When referring to binary files (or pipes or transmission protocols etc.), however, it refers to the order of the bytes in the file: a "little-endian representation" will have the lowest-order byte first and the highest-order byte last.
How does one obtain the lowest-order byte of an int? That's the low 8 bits, so it's (n & 0xFF) (or ((n >> 0) & 0xFF), the usefulness of which you will see below).
The next lowest-order byte is ((n >> 8) & 0xFF).
The next lowest-order byte is ((n >> 16) & 0xFF) ... or (((n >> 8) >> 8) & 0xFF).
And so on.
So you can peal off bytes from n in a loop and output them one byte at a time ... you can use fwrite for that but it's simpler just to use putchar or putc.
You say that your teacher requires you to use fwrite. There are two ways to do that: 1) use fwrite(&n, 1, 1, filePtr) in a loop as described above. 2) Use the loop to reorder your int value by storing the bytes in the desired order in a char array rather than outputting them, then use fwrite to write it out.

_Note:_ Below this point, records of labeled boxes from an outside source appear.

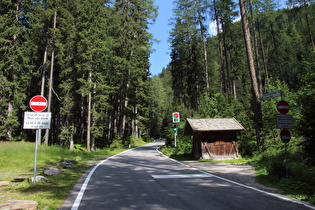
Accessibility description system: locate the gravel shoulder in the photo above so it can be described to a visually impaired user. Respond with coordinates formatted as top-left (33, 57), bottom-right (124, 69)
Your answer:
top-left (181, 161), bottom-right (282, 194)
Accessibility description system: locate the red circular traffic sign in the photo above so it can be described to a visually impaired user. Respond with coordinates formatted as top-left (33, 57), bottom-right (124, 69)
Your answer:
top-left (30, 96), bottom-right (47, 112)
top-left (277, 101), bottom-right (290, 114)
top-left (280, 129), bottom-right (291, 143)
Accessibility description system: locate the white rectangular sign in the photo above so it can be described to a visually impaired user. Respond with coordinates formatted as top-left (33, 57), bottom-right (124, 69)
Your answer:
top-left (262, 90), bottom-right (281, 100)
top-left (276, 114), bottom-right (293, 128)
top-left (23, 112), bottom-right (51, 129)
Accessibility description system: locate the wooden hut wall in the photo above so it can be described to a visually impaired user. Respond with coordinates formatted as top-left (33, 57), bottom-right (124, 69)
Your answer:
top-left (193, 132), bottom-right (238, 159)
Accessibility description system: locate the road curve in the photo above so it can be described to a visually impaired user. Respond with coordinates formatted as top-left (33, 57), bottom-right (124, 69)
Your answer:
top-left (59, 140), bottom-right (315, 210)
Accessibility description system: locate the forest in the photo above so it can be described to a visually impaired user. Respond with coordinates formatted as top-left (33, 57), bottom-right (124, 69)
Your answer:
top-left (0, 0), bottom-right (315, 165)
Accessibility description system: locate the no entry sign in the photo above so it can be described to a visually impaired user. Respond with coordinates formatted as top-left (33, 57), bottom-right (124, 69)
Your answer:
top-left (30, 96), bottom-right (47, 112)
top-left (277, 101), bottom-right (290, 114)
top-left (280, 129), bottom-right (291, 143)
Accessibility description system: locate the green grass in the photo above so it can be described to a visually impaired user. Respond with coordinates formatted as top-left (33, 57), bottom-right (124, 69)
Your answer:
top-left (0, 142), bottom-right (126, 209)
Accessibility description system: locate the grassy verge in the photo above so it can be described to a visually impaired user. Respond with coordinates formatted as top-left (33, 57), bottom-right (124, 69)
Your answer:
top-left (160, 146), bottom-right (315, 204)
top-left (0, 142), bottom-right (131, 209)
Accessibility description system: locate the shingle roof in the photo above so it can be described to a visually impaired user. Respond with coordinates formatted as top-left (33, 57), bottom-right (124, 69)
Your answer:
top-left (185, 118), bottom-right (244, 135)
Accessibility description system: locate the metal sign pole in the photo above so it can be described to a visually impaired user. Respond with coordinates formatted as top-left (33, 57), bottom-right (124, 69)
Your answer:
top-left (33, 129), bottom-right (39, 184)
top-left (284, 143), bottom-right (289, 177)
top-left (174, 130), bottom-right (177, 147)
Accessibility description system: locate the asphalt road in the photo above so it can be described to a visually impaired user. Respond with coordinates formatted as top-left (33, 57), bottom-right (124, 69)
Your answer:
top-left (60, 140), bottom-right (315, 210)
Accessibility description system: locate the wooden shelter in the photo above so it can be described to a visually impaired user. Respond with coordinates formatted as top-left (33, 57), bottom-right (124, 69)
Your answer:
top-left (184, 118), bottom-right (244, 159)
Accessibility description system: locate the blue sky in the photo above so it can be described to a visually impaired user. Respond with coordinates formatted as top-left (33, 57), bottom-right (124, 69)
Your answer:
top-left (149, 0), bottom-right (285, 76)
top-left (149, 0), bottom-right (173, 76)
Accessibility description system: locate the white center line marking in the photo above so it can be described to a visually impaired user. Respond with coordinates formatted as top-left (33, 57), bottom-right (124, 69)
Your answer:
top-left (151, 174), bottom-right (212, 179)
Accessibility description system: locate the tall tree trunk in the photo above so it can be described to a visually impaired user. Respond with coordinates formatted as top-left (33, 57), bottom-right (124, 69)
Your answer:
top-left (239, 0), bottom-right (264, 149)
top-left (249, 0), bottom-right (263, 95)
top-left (45, 9), bottom-right (57, 145)
top-left (213, 0), bottom-right (227, 93)
top-left (259, 23), bottom-right (269, 85)
top-left (86, 72), bottom-right (92, 152)
top-left (196, 0), bottom-right (210, 92)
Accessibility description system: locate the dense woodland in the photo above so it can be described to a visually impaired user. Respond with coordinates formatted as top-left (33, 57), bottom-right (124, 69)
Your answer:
top-left (0, 0), bottom-right (315, 164)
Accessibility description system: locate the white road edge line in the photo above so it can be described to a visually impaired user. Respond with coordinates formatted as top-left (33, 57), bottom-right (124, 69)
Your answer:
top-left (71, 147), bottom-right (138, 210)
top-left (156, 148), bottom-right (315, 210)
top-left (71, 140), bottom-right (162, 210)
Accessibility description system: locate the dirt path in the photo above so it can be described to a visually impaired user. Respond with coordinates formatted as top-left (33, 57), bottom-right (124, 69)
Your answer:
top-left (181, 161), bottom-right (281, 194)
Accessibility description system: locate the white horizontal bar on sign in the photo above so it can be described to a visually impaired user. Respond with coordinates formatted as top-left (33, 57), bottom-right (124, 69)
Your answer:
top-left (30, 102), bottom-right (47, 106)
top-left (152, 174), bottom-right (212, 179)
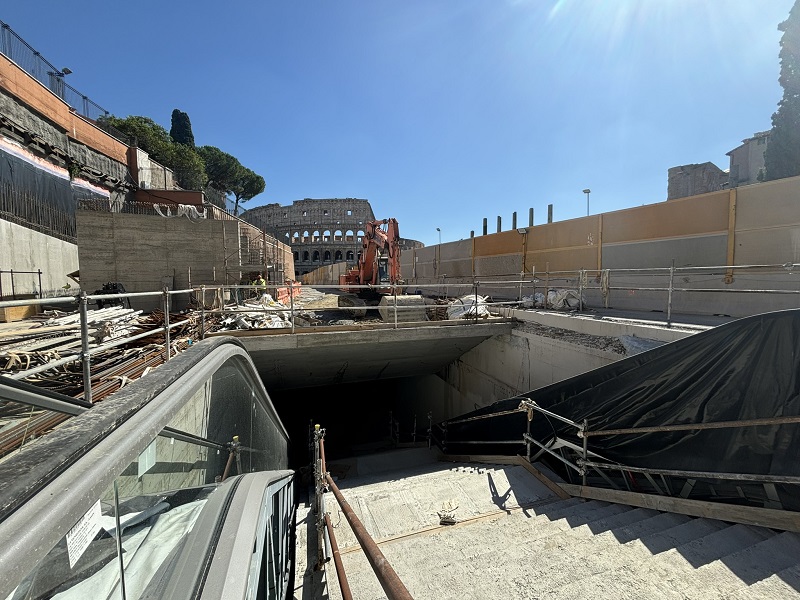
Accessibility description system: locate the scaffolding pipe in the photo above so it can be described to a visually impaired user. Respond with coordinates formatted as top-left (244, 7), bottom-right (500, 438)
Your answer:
top-left (325, 473), bottom-right (412, 600)
top-left (325, 513), bottom-right (353, 600)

The latter is probably what your teacher has in mind.
Note that, if you just use fwrite to output your int it will work ... if you're running on a little-endian machine, where the bytes of the int are already stored in the right order. But the bytes will be backwards if running on a big-endian machine.

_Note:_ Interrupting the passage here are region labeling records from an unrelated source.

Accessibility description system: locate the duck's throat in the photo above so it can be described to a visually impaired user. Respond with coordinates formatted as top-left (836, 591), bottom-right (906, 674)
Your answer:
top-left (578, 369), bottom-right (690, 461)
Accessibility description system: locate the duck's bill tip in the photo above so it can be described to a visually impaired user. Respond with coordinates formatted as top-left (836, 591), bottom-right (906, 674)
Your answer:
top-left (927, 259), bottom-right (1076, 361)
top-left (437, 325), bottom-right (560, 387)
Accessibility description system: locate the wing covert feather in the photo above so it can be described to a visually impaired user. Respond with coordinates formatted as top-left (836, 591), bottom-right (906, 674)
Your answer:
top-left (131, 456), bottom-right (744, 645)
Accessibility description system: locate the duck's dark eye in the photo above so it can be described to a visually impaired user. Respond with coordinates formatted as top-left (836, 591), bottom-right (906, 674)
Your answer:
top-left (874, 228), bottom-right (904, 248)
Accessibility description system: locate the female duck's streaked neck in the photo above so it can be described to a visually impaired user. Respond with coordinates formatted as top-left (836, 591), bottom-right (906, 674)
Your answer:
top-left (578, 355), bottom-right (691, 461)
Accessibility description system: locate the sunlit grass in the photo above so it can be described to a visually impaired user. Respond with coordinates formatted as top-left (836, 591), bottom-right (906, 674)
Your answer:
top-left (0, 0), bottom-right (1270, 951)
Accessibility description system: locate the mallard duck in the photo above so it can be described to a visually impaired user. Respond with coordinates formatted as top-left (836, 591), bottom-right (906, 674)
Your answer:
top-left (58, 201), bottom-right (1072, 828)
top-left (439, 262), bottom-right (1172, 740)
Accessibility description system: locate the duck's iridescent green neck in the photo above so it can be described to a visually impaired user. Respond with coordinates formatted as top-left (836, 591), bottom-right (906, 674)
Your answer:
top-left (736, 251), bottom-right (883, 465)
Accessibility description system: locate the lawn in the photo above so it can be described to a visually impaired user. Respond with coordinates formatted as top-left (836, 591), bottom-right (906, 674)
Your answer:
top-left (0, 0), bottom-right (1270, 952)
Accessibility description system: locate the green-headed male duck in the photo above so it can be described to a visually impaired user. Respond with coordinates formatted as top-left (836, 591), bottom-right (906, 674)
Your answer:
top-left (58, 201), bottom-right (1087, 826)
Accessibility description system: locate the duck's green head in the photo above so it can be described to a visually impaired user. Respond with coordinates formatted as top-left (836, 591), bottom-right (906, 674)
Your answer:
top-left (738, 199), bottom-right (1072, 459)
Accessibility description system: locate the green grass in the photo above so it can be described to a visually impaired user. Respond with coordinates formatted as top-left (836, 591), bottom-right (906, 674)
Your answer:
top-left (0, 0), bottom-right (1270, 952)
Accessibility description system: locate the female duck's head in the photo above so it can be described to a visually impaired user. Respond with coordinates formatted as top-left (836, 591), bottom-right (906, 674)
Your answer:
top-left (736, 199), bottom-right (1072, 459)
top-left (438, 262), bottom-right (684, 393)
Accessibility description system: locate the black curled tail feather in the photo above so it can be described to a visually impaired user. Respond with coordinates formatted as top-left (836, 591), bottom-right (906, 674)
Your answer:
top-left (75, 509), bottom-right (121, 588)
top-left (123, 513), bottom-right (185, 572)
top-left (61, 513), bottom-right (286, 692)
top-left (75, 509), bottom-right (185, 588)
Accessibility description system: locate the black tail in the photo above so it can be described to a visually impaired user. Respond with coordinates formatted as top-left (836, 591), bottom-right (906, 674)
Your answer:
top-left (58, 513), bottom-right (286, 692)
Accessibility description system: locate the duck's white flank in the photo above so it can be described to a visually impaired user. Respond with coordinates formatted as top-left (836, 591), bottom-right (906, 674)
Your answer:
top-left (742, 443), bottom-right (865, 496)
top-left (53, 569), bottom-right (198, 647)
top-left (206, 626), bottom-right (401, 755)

The problem with most answers to this question is portability. I've provided a portable answer here, but this recieved relatively little positive feedback. Note that C defines undefined behavior as: behavior, upon use of a nonportable or erroneous program construct or of erroneous data, for which this International Standard imposes no requirements.
The answer I'll give here won't assume that int is 16 bits in width; It'll give you an idea of how to represent "larger int" values. It's the same concept, but uses a dynamic loop rather than two fputcs.

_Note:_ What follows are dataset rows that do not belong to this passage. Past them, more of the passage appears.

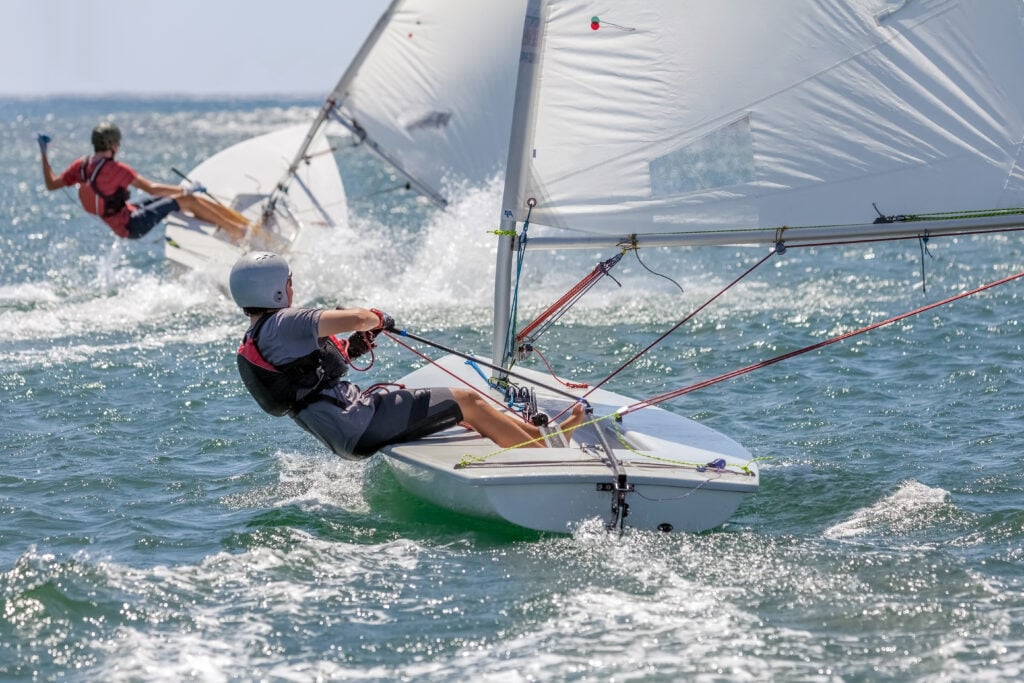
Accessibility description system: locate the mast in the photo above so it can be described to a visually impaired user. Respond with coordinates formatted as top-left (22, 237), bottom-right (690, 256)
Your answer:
top-left (263, 0), bottom-right (402, 220)
top-left (492, 0), bottom-right (546, 367)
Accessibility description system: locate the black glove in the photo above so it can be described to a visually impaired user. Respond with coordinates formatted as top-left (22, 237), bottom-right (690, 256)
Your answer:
top-left (348, 332), bottom-right (377, 359)
top-left (370, 308), bottom-right (394, 332)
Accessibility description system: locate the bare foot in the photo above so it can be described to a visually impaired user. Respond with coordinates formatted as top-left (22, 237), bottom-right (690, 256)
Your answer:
top-left (558, 403), bottom-right (587, 443)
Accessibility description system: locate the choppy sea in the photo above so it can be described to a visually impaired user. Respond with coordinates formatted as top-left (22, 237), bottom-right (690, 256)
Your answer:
top-left (0, 99), bottom-right (1024, 681)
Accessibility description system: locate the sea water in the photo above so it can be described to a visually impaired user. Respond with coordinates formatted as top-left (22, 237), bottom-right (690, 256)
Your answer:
top-left (0, 99), bottom-right (1024, 681)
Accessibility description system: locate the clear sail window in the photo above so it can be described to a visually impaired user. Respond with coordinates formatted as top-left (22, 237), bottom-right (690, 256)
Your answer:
top-left (649, 117), bottom-right (755, 197)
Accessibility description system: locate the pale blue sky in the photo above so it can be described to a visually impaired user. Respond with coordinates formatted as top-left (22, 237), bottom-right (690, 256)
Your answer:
top-left (6, 0), bottom-right (388, 95)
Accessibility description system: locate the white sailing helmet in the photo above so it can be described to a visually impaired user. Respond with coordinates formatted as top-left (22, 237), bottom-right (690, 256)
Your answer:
top-left (227, 251), bottom-right (292, 308)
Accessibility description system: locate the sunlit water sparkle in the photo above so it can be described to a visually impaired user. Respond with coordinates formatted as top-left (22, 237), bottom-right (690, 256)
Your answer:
top-left (0, 99), bottom-right (1024, 681)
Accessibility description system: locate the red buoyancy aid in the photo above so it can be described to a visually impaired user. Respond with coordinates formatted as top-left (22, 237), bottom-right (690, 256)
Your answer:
top-left (238, 315), bottom-right (348, 417)
top-left (80, 157), bottom-right (131, 218)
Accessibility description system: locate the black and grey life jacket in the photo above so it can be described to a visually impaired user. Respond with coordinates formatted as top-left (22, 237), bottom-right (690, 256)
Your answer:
top-left (238, 315), bottom-right (348, 416)
top-left (81, 157), bottom-right (131, 218)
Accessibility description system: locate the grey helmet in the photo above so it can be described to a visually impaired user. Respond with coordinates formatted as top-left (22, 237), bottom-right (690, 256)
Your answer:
top-left (92, 122), bottom-right (121, 152)
top-left (227, 251), bottom-right (292, 308)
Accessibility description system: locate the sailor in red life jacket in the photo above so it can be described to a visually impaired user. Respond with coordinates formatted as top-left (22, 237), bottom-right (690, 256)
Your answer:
top-left (228, 252), bottom-right (584, 460)
top-left (39, 123), bottom-right (250, 242)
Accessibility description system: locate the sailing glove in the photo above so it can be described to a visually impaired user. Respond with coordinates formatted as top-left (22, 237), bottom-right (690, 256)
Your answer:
top-left (348, 332), bottom-right (377, 359)
top-left (370, 308), bottom-right (394, 332)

Declare an array of sizeof int unsigned chars: unsigned char big_endian[sizeof int];
Separate the sign and the absolute value.
int sign = value < 0;
value = sign ? -value : value;
Loop from sizeof int to 0, writing the least significant bytes:
size_t foo = sizeof int;
do {
big_endian[--foo] = value % (UCHAR_MAX + 1);
value /= (UCHAR_MAX + 1);
} while (foo > 0);
Now insert the sign: foo[0] |= sign << (CHAR_BIT - 1);
Simple, yeh? Little endian is equally simple. Just reverse the order of the loop to go from 0 to sizeof int, instead of from sizeof int to 0:
size_t foo = 0;
do {
big_endian[foo++] = value % (UCHAR_MAX + 1);
value /= (UCHAR_MAX + 1);
} while (foo < sizeof int);
The portable methods make more sense, because they're well defined.